- The Washington Times - Tuesday, February 12, 2019

The center of the Democratic Party is House Speaker Nancy Pelosi, not freshmen lawmakers such as Rep. Alexandria Ocasio-Cortez, a key Democrat eyeing a presidential bid told reporters Tuesday.

Sen. Sherrod Brown said he doesn’t think the party has shifted to the left, saying Mrs. Pelosi’s views are the best barometer for where the party is right now.

Nancy Pelosi is the leader of the party,” the Ohio Democrat said. “I look to what she says more than I look to what a handful of members of Congress say.”

In the midst of mulling a 2020 bid for the Democratic presidential nomination, the gravely-voiced Mr. Brown is making the rounds in the early primary states, telling voters he’s been a reliable warrior for liberal causes and a voice for the working class over his four decades of public service.

He’s also been less eager to chase after the party’s left wing, embodied by the likes of Ms. Ocasio-Cortez and her push to get Democrats to sign onto her Green New Deal proposal.

Seven of Mr. Brown’s fellow senators running or eyeing presidential bids have signed onto her framework, which calls for major upheavals in the economy to control greenhouse gas emissions — along with a side dish of income redistribution and social-justice demands.

Mr. Brown, though, has not signed up.

Speaking to reporters at a breakfast hosted by the Christian Science Monitor, he said elected leaders should be more aggressive in curtailing climate change but wasn’t ready to go all-in on the Ocasio Cortez-led plan.

He also said he sides with those pushing for “universal health care,” but he’s not ready to enlist on Sen. Bernard Sanders’ Medicare for All plan, saying he prefers a voluntary buy-in to government health care for now.

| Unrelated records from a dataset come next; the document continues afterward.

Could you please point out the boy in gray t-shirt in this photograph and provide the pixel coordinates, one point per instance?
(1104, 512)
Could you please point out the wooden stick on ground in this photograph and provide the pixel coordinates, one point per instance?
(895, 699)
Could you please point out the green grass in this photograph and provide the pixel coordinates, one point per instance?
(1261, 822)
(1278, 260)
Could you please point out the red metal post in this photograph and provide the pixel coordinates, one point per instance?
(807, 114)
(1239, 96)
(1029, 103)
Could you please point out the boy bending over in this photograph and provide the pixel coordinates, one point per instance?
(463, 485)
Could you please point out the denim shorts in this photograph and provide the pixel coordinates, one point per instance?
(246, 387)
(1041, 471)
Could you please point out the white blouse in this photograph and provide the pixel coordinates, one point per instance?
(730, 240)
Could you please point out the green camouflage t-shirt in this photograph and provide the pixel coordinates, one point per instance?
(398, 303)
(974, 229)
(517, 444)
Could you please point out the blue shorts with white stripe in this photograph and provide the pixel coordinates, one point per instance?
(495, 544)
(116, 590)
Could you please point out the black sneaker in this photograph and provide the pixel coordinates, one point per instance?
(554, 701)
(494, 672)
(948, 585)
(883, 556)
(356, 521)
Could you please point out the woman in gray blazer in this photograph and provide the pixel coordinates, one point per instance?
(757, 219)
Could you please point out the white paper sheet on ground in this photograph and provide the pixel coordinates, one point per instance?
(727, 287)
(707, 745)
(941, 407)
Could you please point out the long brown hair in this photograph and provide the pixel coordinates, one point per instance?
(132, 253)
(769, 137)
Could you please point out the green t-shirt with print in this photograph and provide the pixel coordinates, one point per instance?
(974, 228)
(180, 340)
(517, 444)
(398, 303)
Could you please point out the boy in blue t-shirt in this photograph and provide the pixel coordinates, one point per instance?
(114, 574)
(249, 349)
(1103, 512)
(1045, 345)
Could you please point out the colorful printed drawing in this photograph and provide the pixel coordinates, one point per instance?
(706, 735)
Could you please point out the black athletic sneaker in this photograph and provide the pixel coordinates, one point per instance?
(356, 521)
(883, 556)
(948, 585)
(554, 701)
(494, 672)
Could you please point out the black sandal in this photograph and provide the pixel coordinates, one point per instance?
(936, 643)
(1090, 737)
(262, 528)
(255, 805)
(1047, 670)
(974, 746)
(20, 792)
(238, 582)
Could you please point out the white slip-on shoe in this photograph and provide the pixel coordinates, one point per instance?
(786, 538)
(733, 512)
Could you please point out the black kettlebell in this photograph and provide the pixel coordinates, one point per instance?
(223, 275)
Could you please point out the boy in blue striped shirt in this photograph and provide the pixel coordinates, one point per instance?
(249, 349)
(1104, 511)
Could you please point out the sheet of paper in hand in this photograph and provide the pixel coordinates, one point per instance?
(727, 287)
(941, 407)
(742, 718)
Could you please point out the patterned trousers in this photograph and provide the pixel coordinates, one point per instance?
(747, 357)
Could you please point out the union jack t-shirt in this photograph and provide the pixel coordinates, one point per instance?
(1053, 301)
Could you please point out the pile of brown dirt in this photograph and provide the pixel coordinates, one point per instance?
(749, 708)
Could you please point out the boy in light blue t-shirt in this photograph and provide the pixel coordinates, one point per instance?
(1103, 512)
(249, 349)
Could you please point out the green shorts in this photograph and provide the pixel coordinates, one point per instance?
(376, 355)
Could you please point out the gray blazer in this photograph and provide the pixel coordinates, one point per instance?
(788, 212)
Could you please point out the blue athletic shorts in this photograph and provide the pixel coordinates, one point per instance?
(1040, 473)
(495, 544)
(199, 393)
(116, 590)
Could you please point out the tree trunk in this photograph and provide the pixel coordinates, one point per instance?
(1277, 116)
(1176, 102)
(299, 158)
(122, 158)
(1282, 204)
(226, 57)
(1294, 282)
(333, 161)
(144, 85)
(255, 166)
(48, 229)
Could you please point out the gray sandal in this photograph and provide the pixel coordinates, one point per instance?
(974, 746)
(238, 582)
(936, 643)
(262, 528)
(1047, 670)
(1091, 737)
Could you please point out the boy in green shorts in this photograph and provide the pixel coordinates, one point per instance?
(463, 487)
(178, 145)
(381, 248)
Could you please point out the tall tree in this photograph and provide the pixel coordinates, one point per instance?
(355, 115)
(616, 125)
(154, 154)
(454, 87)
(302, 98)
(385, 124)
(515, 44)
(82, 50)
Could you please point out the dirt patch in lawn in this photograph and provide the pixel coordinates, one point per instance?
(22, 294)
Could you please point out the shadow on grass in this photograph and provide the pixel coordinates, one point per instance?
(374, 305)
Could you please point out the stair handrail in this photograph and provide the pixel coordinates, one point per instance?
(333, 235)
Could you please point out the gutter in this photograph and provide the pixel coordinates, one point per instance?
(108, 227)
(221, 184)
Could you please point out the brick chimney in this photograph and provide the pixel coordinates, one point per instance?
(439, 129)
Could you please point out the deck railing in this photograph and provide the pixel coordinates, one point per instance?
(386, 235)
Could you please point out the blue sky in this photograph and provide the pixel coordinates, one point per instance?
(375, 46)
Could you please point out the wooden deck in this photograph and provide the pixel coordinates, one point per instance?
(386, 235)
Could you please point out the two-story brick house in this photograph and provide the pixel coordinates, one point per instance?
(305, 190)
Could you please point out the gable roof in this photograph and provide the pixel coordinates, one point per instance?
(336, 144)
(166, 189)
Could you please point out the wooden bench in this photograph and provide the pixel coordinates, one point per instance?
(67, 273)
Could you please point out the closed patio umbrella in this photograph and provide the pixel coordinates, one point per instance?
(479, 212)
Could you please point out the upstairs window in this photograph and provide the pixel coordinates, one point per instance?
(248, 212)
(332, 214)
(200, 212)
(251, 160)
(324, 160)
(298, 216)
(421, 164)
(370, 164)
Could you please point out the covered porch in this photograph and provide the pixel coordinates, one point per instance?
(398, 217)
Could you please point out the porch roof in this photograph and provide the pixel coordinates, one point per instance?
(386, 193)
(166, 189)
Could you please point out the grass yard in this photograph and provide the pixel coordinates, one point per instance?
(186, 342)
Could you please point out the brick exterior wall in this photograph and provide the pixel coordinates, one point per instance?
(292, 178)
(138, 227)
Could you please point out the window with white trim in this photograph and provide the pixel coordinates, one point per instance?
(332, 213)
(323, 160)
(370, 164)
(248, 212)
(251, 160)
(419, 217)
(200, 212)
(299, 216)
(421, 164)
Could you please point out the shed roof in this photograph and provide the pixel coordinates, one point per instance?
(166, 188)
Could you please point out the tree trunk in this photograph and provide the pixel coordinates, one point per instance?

“Eventually we could probably get to something like Medicare for All, but we start by expanding it and helping people now,” Mr. Brown said.

He said he’d stack his progressive credentials up against all of his potential opponents.

“I will be the only Democrat on that stage that voted against the Iraq War,” he said. “I will be the only Democrat on that stage that supported marriage equality for 20 years I will be the only person on that stage who has a long lifetime record of an ‘F’ with the NRA.”

Mr. Brown also could be the only candidate in the race that have voted — then as a member of House — for the Secure Fence Act of 2006, which was the last major round of wall-building on the U.S.-Mexico border.

President Trump and Republican have chided Democrats who voted for that bill — including then-Sens. Barack Obama, Joseph R. Biden and Hillary Clinton — while complaining about Mr. Trump’s requests now.

Mr. Brown said things have changed, and now technology is better, and the demographics of the people coming have changed. He also said he isn’t concerned about primary voters questioning the vote, saying he recalls at the time there was “overwhelming support from progressives for that” and it was a “pretty mainstream Democratic position.”

But most Democrats in the House — more than two-thirds — voted against the Secure Fence Act, including Mrs. Pelosi.

First elected to the Senate in 2006, Mr. Brown won a third term in the November midterm elections. Before that he served in the House, as secretary of state in Ohio and in the Ohio legislature.

He barely registers in the early presidential polls.